3. In regard to the argument that the defendants had adverse possession. We consider that it is not shown that the possession of the defendants became in any way adverse with the death of the mortgagors in 1903. In any case the defendants, by accepting the mortgage of 1906, agreed to hold the land as mortgagees of the plaintiff both under that mortgage and under the mortgage of 1885, and again at redemption of the mortgage of 1906 in 1922 the defendants reiterated their position as mortgagees under the mortgage of 1885. Under the circumstances the defendants cannot succeed in any claim for title by adverse possession.

4. We now come to the question of the right of the plaintiff to redeem. We consider that this should be dealt with in two aspects. First of all, we will deal with the case in the general aspect and the rights of the plaintiff as a zamindar and sir owner of a portion of this plot and as tenant-in-chief of the remaining portion. It has been laid down in Tulshi Ram Sahu v. Gur Dayal [1911] 38 All. 111, that where there was a usufructuary mortgage of 1870 executed by a fixed rate tenant, who then disappeared and whose death was presumed a suit for redemption after 1901 could be brought by the zamindar for the redemption of that usufructuary mortgage. The principle underlying this ruling was that on the extinction of the fixed rate tenancy the land reverted to the zamindar and did not escheat to the Crown. This is the general feudal principle of English law which records the rights of a succession of overlords in real property, and on the extinction of the rights of an owner the rights revert to his overlord. In the present case therefore on the extinction of the rights of the mortgagors as subtenants their rights reverted to the plaintiff in his capacity of sir owner and zamindar in one part of the plot and in his capacity of occupancy tenant in the other part of the plot.
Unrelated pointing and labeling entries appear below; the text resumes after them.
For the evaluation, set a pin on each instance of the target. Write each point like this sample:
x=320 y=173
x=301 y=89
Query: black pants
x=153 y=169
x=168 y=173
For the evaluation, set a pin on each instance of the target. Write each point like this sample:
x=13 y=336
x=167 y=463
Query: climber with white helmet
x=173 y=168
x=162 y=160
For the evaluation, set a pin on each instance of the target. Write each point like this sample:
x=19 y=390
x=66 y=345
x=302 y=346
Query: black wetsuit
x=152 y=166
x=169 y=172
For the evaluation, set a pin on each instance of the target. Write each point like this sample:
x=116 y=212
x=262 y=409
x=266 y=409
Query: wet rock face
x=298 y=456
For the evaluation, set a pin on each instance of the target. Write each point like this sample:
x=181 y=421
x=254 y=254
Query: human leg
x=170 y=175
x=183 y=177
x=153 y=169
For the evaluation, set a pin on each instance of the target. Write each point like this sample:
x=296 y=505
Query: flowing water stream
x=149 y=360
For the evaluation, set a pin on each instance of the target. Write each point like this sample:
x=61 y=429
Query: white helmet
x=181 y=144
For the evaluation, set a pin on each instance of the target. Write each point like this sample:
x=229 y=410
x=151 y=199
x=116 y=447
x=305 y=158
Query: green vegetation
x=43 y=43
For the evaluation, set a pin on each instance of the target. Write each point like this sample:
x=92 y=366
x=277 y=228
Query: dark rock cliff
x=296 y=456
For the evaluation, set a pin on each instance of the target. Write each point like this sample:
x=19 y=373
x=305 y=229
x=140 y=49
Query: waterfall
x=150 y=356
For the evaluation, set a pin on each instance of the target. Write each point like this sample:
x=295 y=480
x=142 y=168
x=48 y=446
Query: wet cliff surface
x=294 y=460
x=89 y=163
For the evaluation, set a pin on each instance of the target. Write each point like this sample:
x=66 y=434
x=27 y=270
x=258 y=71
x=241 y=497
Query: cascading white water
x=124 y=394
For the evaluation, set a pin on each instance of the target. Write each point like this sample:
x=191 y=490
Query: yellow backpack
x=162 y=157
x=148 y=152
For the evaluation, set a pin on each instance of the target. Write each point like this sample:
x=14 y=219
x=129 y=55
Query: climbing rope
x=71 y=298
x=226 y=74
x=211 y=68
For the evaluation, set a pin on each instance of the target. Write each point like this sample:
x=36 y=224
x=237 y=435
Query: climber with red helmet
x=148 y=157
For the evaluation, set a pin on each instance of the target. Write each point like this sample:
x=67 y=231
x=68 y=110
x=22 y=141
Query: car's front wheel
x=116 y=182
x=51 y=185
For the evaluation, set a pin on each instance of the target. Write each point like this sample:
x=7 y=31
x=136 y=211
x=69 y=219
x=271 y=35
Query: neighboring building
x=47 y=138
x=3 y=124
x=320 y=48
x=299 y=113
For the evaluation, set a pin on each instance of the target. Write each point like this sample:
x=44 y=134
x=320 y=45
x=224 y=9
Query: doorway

We might refer to Section 91, T.P. Act, which lays down that besides the mortgagor any person who has any interest in the property mortgaged may redeem. Now the plaintiff in the capacities mentioned has an interest in the property in question. Accordingly we consider that the plaintiff is entitled to redeem.

5. We also consider that it is not open to the defendants to contest the right of the plaintiff to redeem, because in 1906 and 1922 the defendants admitted in the documents in question the right of the plaintiff to redemption, and the defendants agreed to continue as the mortgagees of the plaintiff. It is not open therefore to the defendants having accepted. the position of a mortgagee of the plaintiff to set up a defence that the plaintiff is not entitled to redeem the mortgage in question. We allow this appeal with costs throughout including counsel's fees in this Court on the higher scale, and we grant the plaintiff a decree for redemption of the usufructuary mortgage on payment of the mortgage money, Rs. 94-9-8, within a period of six months from the date of this decree. A decree for redemption under Order 34, Rule 2, Civil P.C. will be framed.